同調査では、調査に参加したのべ2200人の社員のうち、実に34%が「活動自粛期間以前と比べて、業務に対するモチベーションが低下した」と回答しています。新型コロナウィルス流行によるリモートワークの普及は利便性が高い反面、社員のモチベーションに深刻な影響を与えているのです。
特に、20代の若手社員は38%が「モチベーションが減った・やや減った」と回答しており、これは他の年代より高い比率です。
また、モチベーションが減ったと回答した人は、モチベーションが上がったと回答した人より「業務に関するコミュニケーションが減少した」と回答する割合が多くなっていました。
このことから、在宅勤務に起因したコミュニケーション減少により若手社員のモチベーション低下が引き起こされている可能性があると推測できるでしょう。
参考:ASCII.jp:在宅勤務で若手社員の4割がモチベーション低下、emphealが調査
仕事のマンネリ化・飽き
上記の原因に加え、若手社員は仕事のマンネリ化や飽きも経験します。仕事に対する慣れによって発生するこういったマンネリ化も、若手社員のモチベーションが低下する原因の一つです。
新入社員の頃は目の前の仕事をこなすので手一杯だったのに対し、一通りの仕事を経験し終わった若手社員は「今までにやった仕事を繰り返すだけ」という状態に陥りがちで、ある種のつまらなさを感じてしまいます。また、業務に対する慣れが、成長実感のなさにもつながっていきます。
貢献感・成長実感が無い
若手社員のモチベーション低下の原因として、貢献感や成長実感がないという点も挙げられます。
新入社員時代は、目の前の新しいタスクをこなすだけでも成長が経験できました。しかし、入社からある程度の年数が経過すると、ただ目の前の業務をこなすだけでは成長できなくなってきます。また、組織に対する貢献感も薄れていくでしょう。
「このまま今までと同じ仕事をこなし続けていると、いつまでも成長できないのではないか」という漠然とした不安感や焦燥感も、若手社員のモチベーションが低下する要因の一つです。
承認欲求が満たされない
若手社員は、新しいことを覚えることがメインの新入社員とは違い、売上や商談数といった自分なりの目標数値を持つことも増えてきます。しかし、やはり中堅以上の社員と比べるとなかなか業務でうまくいかないことも多く、うまくできたとしても「できて当たり前」と評価されてしまい、承認欲求が満たされません。
承認欲求が満たされないという点も、若手社員がモチベーションを低下させてしまう原因の一つです。
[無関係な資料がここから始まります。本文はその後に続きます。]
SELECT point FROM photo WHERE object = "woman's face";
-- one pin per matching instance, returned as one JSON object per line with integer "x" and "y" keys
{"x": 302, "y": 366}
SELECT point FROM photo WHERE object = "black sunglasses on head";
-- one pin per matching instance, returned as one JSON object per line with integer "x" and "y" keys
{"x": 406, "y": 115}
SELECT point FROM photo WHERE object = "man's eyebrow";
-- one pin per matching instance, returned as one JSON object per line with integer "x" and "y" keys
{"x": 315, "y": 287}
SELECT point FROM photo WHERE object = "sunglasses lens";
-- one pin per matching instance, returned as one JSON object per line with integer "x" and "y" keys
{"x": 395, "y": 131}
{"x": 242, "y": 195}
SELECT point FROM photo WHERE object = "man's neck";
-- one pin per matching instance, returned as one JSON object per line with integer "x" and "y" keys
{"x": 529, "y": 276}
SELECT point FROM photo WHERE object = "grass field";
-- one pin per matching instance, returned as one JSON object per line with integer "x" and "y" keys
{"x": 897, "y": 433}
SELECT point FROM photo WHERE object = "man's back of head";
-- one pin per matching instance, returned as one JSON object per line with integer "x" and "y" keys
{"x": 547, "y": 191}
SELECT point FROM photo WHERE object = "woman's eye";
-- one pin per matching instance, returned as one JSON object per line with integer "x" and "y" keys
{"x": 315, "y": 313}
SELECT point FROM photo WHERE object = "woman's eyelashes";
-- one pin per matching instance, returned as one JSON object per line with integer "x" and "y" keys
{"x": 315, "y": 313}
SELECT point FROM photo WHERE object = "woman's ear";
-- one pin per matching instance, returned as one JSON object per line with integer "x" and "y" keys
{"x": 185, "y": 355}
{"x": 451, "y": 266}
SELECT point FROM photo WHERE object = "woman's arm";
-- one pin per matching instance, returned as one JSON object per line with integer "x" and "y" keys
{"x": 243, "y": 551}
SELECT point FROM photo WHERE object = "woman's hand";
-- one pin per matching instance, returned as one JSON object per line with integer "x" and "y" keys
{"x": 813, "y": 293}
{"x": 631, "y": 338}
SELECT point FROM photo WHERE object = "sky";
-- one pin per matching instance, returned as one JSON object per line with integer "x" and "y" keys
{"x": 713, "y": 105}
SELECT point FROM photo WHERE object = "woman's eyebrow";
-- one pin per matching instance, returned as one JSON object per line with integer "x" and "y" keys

特に真面目な若手社員ほど、「ミスしてしまったからまだまだだ」と、必要以上に落ち込んでしまう傾向があります。
やらされ感がある
先ほども述べたように、若手社員は個人としての目標を持つことが多くなります。基本的に目標は上司と話し合いながら決めますが、まだ目標設定が上司主体で行われることも多い若手社員では、目標が押し付けになってしまっているケースが少なくありません。
課された目標に対して本人が納得できていない場合、どうしても業務に「やらされ感」が生じてしまいます。目標の意義を見失ってしまうため、仕事そのものに対するモチベーションも低下する可能性が高いです。
ロールモデルの不在
若手社員のモチベーションが低下してしまう場合、ロールモデルの不在が原因の一つとなっている場合があります。
周囲にお手本となるような先輩社員や上司がいれば、「あの先輩のようになるためには〇〇というスキルが必要だな」といったように、自分の成長の方向性をイメージしやすいです。一方で自分の将来像を投影できるような先輩社員が存在しない場合、自分が数年後、数十年後にこの会社でどうなっているのかが想像できず、将来に対する不安やモチベーションの低下につながってしまいます。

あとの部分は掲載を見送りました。